The Attorney’s Role In Filing Your Corporation’s Illinois Annual Report

            THIS IS TIME-SENSITIVE! The State of Illinois Domestic Corporation Annual Report discussed here is issued once a year and it is important because it involves your business corporation’s continued good standing status in Illinois.

            Your Registered Agent has received Annual Report Form. It must be completed each year for your corporation. If it is not filed, there can be late-filing penalties, and eventually the Corporation may be involuntarily dissolved. The costs to seek reinstatement can be significant.

            When must the Annual Report be filed?

            The Annual Report must be filed by the deadline that appears on the upper left-hand corner of the form. 

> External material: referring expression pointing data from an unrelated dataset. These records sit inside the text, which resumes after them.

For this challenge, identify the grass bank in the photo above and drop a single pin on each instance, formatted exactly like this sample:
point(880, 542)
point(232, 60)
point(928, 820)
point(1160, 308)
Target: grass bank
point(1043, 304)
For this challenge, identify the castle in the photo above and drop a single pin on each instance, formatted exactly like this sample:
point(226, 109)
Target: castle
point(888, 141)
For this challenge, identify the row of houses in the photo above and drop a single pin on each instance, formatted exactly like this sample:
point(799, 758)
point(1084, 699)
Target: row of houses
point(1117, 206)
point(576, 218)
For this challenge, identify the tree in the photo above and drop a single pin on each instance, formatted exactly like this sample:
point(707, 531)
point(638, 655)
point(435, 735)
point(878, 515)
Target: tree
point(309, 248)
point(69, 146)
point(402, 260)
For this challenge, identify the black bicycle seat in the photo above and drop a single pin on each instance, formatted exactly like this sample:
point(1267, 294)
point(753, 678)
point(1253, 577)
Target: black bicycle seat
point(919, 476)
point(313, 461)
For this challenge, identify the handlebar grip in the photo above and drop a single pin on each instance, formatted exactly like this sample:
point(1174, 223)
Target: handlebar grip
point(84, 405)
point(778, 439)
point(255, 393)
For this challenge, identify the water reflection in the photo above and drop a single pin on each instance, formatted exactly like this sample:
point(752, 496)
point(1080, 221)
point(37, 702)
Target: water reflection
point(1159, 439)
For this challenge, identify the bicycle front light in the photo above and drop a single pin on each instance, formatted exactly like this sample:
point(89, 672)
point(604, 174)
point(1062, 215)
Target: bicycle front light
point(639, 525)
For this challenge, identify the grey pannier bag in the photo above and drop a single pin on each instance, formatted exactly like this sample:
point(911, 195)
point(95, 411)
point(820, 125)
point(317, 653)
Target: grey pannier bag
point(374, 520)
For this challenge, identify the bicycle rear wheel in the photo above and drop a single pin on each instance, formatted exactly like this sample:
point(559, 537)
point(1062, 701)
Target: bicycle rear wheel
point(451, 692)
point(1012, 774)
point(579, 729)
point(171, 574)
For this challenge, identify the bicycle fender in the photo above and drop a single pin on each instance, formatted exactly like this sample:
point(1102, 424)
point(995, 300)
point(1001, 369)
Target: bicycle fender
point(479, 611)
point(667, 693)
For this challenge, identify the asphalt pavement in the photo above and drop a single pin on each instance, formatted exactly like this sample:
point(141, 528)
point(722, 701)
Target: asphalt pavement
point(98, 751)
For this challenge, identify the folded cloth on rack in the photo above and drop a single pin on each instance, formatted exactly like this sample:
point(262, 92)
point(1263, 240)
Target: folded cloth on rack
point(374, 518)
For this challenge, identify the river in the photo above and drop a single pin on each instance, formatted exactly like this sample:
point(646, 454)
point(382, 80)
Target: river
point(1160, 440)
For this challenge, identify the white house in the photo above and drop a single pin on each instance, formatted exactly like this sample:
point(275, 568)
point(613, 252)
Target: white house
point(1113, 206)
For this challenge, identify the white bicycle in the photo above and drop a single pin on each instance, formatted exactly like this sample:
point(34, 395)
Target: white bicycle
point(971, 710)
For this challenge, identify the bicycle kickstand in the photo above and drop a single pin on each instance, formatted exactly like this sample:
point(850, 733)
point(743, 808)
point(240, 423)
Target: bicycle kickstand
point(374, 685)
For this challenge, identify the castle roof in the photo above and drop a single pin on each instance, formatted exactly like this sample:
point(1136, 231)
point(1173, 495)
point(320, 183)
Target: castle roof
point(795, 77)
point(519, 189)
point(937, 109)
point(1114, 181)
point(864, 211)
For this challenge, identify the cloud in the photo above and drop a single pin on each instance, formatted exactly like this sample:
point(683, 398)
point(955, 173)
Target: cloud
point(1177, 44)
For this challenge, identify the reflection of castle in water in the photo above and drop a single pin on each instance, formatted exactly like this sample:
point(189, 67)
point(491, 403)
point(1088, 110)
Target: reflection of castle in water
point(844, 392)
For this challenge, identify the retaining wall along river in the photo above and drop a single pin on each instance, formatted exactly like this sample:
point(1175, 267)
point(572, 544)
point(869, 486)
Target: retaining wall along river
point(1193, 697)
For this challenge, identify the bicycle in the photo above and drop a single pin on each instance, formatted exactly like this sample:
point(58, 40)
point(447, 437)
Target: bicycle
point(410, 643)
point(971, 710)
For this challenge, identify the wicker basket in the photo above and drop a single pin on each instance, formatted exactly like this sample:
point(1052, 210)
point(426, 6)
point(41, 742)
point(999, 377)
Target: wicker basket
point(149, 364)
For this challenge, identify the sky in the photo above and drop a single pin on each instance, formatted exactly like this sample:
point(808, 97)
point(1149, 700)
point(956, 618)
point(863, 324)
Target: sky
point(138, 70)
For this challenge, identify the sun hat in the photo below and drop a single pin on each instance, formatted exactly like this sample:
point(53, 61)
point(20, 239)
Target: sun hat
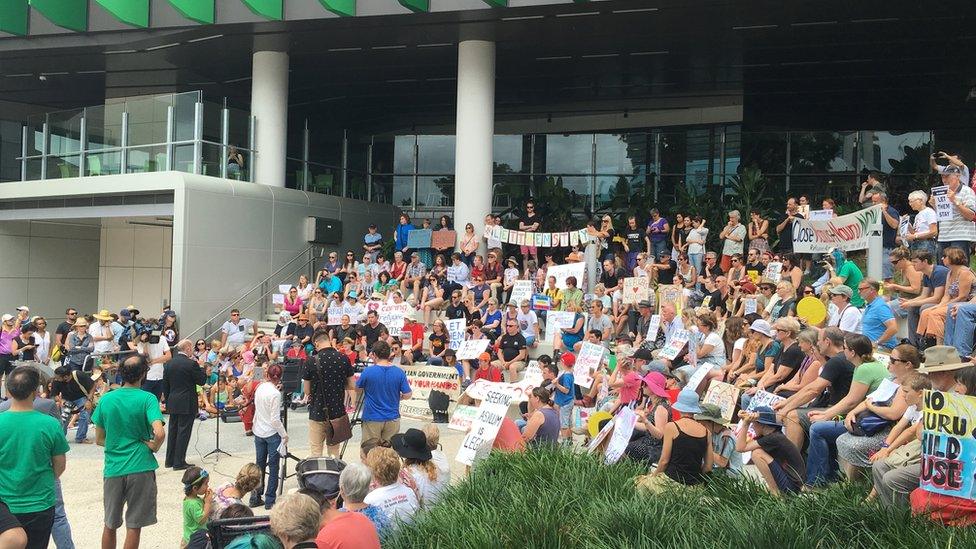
point(841, 290)
point(767, 416)
point(103, 315)
point(411, 444)
point(687, 402)
point(942, 358)
point(655, 383)
point(761, 326)
point(710, 412)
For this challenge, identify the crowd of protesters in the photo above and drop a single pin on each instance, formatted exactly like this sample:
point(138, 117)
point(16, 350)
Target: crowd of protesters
point(745, 327)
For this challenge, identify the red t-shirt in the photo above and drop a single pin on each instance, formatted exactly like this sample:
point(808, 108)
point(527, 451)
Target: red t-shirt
point(348, 531)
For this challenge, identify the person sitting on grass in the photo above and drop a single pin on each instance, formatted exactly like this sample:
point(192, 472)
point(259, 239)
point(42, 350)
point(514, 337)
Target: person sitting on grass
point(686, 456)
point(725, 458)
point(777, 459)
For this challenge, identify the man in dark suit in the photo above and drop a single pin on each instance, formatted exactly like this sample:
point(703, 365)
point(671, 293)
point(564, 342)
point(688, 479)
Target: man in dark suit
point(181, 375)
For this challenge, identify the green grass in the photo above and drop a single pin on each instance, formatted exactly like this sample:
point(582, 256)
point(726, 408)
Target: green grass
point(564, 500)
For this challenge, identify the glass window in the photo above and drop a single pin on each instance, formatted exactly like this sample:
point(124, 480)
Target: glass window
point(895, 152)
point(402, 190)
point(103, 163)
point(567, 154)
point(435, 154)
point(822, 152)
point(763, 150)
point(508, 152)
point(621, 153)
point(147, 120)
point(184, 111)
point(103, 124)
point(64, 132)
point(435, 190)
point(62, 167)
point(148, 159)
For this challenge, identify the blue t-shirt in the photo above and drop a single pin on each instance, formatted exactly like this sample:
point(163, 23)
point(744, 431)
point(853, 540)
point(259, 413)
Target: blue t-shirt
point(872, 321)
point(560, 398)
point(382, 387)
point(331, 285)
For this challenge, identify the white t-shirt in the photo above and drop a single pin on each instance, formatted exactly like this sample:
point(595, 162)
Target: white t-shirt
point(849, 320)
point(237, 333)
point(924, 219)
point(717, 356)
point(396, 500)
point(430, 491)
point(527, 322)
point(154, 351)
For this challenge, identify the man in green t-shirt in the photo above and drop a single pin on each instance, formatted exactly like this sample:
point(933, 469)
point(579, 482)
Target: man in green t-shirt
point(129, 425)
point(32, 457)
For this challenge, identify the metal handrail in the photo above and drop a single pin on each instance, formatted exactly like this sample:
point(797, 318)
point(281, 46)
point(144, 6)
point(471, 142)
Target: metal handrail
point(307, 253)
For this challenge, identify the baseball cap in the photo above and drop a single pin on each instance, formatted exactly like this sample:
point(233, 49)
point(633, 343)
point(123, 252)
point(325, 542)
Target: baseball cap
point(841, 290)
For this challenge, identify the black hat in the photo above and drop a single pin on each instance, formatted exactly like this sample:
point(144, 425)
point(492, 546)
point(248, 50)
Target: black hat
point(411, 445)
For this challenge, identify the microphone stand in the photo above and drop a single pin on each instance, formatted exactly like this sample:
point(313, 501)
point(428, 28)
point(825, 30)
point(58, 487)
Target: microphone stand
point(220, 417)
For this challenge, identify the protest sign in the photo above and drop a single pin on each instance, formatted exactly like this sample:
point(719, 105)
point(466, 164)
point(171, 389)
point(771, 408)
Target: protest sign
point(522, 289)
point(723, 395)
point(589, 359)
point(423, 379)
point(622, 430)
point(393, 315)
point(455, 330)
point(845, 232)
point(541, 302)
point(556, 321)
point(949, 444)
point(562, 272)
point(472, 349)
point(669, 293)
point(674, 346)
point(484, 428)
point(819, 215)
point(943, 206)
point(443, 240)
point(653, 326)
point(419, 238)
point(698, 376)
point(636, 289)
point(463, 417)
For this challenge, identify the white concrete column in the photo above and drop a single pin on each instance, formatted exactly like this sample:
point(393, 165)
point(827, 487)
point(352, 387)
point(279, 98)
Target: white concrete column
point(269, 107)
point(475, 130)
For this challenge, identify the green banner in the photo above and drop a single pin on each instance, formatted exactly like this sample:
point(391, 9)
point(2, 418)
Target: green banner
point(200, 11)
point(269, 9)
point(69, 14)
point(416, 5)
point(130, 12)
point(345, 8)
point(13, 16)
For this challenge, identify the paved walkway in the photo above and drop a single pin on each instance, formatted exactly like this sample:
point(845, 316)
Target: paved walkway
point(82, 480)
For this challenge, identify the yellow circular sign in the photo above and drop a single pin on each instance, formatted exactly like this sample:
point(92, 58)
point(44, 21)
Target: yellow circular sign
point(812, 310)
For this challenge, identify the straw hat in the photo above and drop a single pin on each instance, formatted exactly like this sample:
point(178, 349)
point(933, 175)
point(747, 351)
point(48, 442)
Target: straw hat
point(942, 358)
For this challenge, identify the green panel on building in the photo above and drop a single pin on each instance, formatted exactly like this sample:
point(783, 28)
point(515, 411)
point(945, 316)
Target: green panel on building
point(201, 11)
point(345, 8)
point(69, 14)
point(130, 12)
point(13, 16)
point(416, 5)
point(269, 9)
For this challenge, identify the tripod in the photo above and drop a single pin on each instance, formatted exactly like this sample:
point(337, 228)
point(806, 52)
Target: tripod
point(220, 412)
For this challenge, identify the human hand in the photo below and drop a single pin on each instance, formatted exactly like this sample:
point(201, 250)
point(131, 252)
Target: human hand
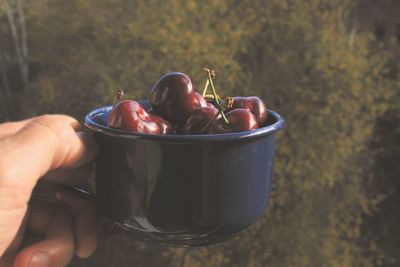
point(47, 232)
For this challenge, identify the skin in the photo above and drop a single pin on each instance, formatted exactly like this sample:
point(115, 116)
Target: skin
point(40, 224)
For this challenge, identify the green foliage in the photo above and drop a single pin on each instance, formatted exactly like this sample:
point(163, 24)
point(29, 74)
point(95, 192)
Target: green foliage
point(301, 56)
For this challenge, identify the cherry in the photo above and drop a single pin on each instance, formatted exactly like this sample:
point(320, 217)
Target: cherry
point(165, 126)
point(200, 99)
point(239, 120)
point(199, 119)
point(253, 104)
point(130, 115)
point(173, 97)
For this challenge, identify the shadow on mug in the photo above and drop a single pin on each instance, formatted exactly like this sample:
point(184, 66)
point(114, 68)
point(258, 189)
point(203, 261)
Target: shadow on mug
point(183, 190)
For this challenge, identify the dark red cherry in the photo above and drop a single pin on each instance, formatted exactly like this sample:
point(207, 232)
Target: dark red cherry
point(252, 103)
point(210, 105)
point(199, 119)
point(239, 120)
point(130, 115)
point(165, 126)
point(200, 99)
point(173, 97)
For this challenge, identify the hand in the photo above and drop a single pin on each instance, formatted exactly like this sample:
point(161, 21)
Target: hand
point(35, 155)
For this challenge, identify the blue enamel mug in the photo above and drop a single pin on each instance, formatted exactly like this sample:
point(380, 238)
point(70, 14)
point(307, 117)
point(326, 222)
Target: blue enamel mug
point(183, 190)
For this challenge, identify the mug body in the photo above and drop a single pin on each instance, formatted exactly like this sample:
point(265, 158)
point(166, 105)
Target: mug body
point(183, 190)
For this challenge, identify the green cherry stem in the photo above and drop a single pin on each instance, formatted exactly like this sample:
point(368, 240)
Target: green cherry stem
point(217, 100)
point(206, 87)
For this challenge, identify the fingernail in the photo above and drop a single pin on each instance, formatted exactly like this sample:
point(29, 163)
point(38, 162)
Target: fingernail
point(40, 259)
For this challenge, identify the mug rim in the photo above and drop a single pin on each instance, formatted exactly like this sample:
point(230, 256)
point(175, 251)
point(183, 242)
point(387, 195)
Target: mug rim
point(245, 135)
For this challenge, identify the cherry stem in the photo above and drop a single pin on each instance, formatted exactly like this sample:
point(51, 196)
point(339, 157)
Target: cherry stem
point(228, 102)
point(119, 94)
point(217, 100)
point(205, 88)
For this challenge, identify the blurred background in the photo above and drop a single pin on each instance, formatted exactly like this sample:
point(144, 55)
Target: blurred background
point(331, 68)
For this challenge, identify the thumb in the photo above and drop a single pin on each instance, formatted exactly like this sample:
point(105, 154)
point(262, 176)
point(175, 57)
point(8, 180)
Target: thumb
point(45, 143)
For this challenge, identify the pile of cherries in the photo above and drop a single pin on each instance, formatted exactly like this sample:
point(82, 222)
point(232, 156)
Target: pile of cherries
point(178, 109)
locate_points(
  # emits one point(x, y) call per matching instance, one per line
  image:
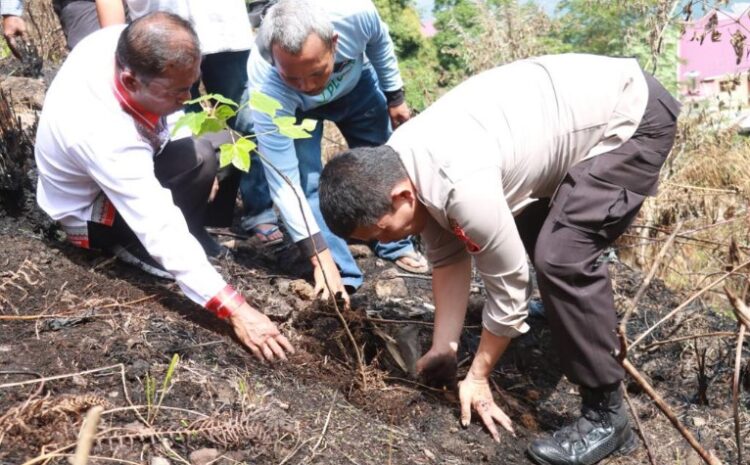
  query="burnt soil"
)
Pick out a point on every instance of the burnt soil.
point(65, 312)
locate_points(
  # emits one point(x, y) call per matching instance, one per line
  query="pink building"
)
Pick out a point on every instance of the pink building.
point(710, 69)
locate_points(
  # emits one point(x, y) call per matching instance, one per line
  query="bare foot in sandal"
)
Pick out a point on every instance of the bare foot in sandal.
point(413, 262)
point(267, 234)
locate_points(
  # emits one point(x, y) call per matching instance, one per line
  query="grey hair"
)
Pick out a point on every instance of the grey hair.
point(289, 23)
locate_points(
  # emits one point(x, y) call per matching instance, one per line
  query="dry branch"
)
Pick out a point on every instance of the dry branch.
point(687, 302)
point(639, 427)
point(88, 432)
point(646, 282)
point(743, 319)
point(709, 458)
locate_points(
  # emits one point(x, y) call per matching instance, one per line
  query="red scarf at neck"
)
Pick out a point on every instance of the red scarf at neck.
point(127, 103)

            Can you file the Annual Report on your own

            Yes. You can reach out to your Attorney to assist you, or you may access the State of Illinois Business Services Division portal and submit the Annual Report on your own in most cases.

            If you would like Marc Sherman to file the Annual Report for your corporation, do the following:

            >         Review the Annual Report form that you received and confirm that all of the information is still accurate, including spelling of names, addresses, and other information. Inform your Attorney of any changes during the past year prior to the filing with the State of Illinois, including any changes to your business corporation owners, issuance of new shares, and changes to the paid-in capital of your corporation.

            >         Notify us at least ten (10) days prior to the Annual Report filing deadline that you would like Marc Sherman to file the report on your behalf. 

           > Provide us with the payment information for the attorney fees and out-of-pocket expenses (this will be provided to you with the Annual Report Form). We will process an e-check or a credit card payment through an Attorney-approved, secure on-line payment portal.  

            >         Confirm your agreement for Marc Sherman to sign the Annual Report form and submit the form on your behalf to the Illinois Secretary of State. 

           Important: Your Attorney is not responsible for late fees or other charges resulting from an absence of updated information or delay in notification or delay in payment from you. Your Attorney will NOT file the Annual Report if all of the steps are not taken.

One of the important steps for Corporation owners is to be sure that the activities necessary to demonstrate that activities are consistent with the Corporate entity status are accomplished. Your Annual Report filing is one of those steps.